Figure 2. Production and catalytic activity of G6PDH and HXK2 forizymes.

The forizymes were composed of G6PDH-cIL-MtSEO-F1 and MtSEO-F1 subunits (G6PDH forizymes) or HXK2-HAL-MtSEO-F1 and MtSEO-F1 subunits (HXK2 forizymes) and were produced in S. cerevisiae cells. (a) SDS-PAGE analysis for the verification of G6PDH forizyme production. Control forisomes composed solely of MtSEO-F1 were produced and purified simultaneously. Symbols: *untagged MtSEO-F1, •G6PDH-cIL-MtSEO-F1 fusion. (b) Western blot for the detection of the G6PDH-cIL-MtSEO-F1 fusion protein (•) in purified G6PDH forizymes using a Myc epitope-specific antibody (the Myc epitope is part of the synthetic linker cIL). The antibody did not detect the purified control forisomes composed solely of MtSEO-F1. (c) Activity assay for the purified G6PDH forizymes and MtSEO-F1 control forisomes based on measuring the formation of NADPH by monitoring the absorbance at 340 nm in a G6PDH enzyme assay. (d) SDS-PAGE analysis for the verification of HXK2 forizyme production. Control forisomes composed solely of MtSEO-F1 were produced and purified simultaneously.
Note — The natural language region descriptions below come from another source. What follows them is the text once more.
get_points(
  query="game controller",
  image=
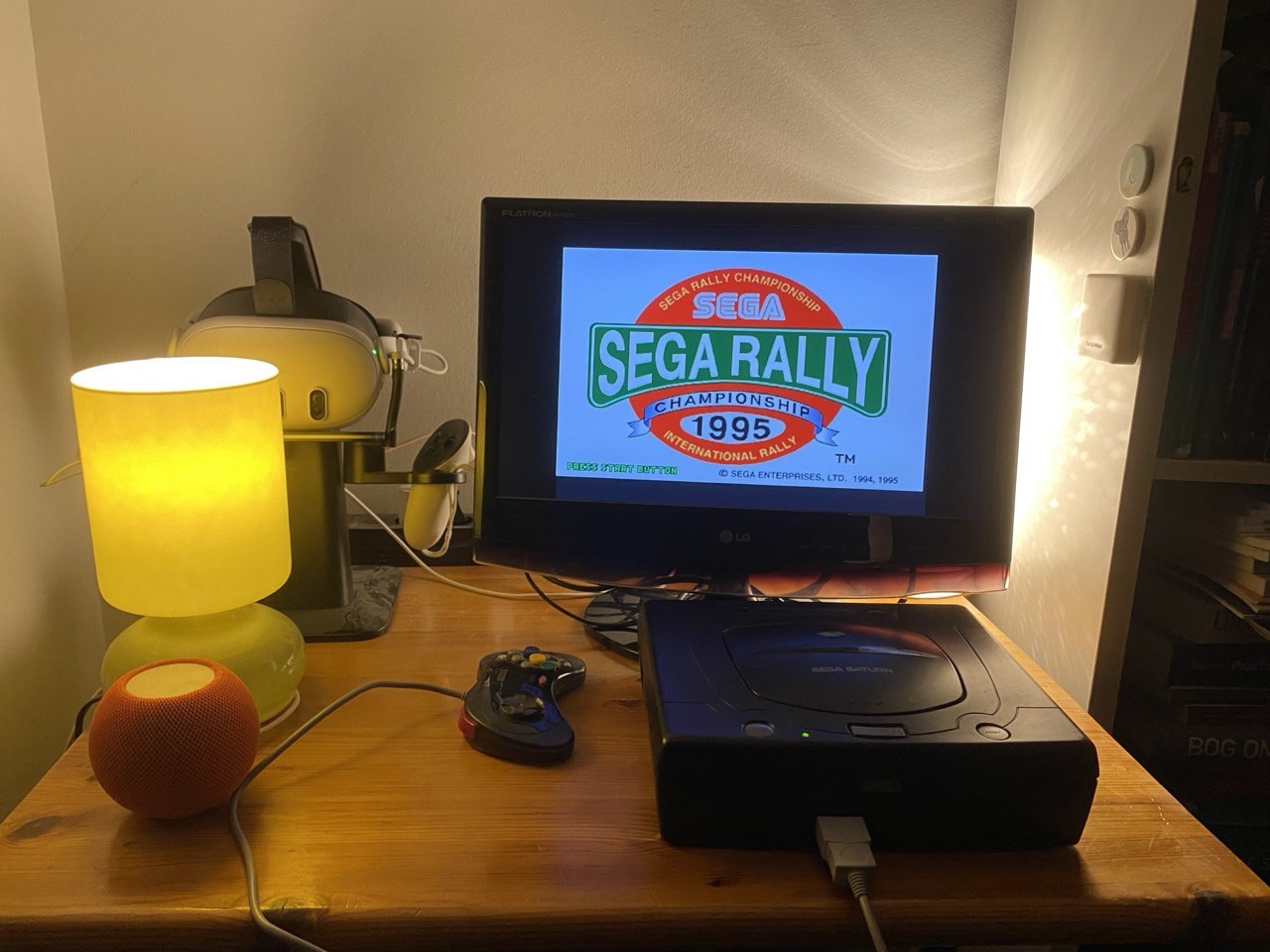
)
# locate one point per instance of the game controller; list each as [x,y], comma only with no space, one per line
[511,711]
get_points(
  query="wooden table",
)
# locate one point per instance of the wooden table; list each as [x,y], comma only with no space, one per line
[382,829]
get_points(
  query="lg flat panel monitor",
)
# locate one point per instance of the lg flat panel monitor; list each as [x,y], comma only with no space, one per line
[730,391]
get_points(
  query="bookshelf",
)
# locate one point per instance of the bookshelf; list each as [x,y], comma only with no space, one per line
[1247,472]
[1194,688]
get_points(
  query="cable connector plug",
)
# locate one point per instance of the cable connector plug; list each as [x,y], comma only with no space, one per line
[843,843]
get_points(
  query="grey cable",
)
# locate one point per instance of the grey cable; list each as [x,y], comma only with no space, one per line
[860,888]
[253,898]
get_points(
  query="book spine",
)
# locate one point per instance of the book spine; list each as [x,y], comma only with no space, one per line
[1193,284]
[1207,347]
[1228,404]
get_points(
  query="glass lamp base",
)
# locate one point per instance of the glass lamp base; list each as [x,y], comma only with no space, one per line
[259,645]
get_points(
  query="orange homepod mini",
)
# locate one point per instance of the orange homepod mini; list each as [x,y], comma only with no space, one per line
[175,738]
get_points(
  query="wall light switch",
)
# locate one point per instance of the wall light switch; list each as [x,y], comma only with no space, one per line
[1112,309]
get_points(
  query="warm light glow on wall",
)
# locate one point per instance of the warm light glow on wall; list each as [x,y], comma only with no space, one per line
[1051,426]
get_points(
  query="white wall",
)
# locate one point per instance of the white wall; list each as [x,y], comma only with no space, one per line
[1087,79]
[382,125]
[51,630]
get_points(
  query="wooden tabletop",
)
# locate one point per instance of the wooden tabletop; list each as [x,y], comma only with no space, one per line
[382,829]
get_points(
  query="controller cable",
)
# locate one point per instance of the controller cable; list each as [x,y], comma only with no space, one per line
[253,898]
[843,843]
Symbols: *untagged MtSEO-F1, ▼HXK2-HAL-MtSEO-F1 fusion. (e) Western blot for the detection of the HXK2-HIL-MtSEO-F1 fusion protein (▼) in purified HXK2 forizymes using an HA-specific antibody. The antibody did not detect the purified control forisomes composed solely of MtSEO-F1. (f) Activity assay for the purified HXK2 forizymes and MtSEO-F1 control forisomes based on a coupled reaction with soluble G6PDH leading to the formation of NADPH. Each value was corrected for the blank measurement. Graphs show means ± SD of technical triplicates representing one of three independent forizyme purifications.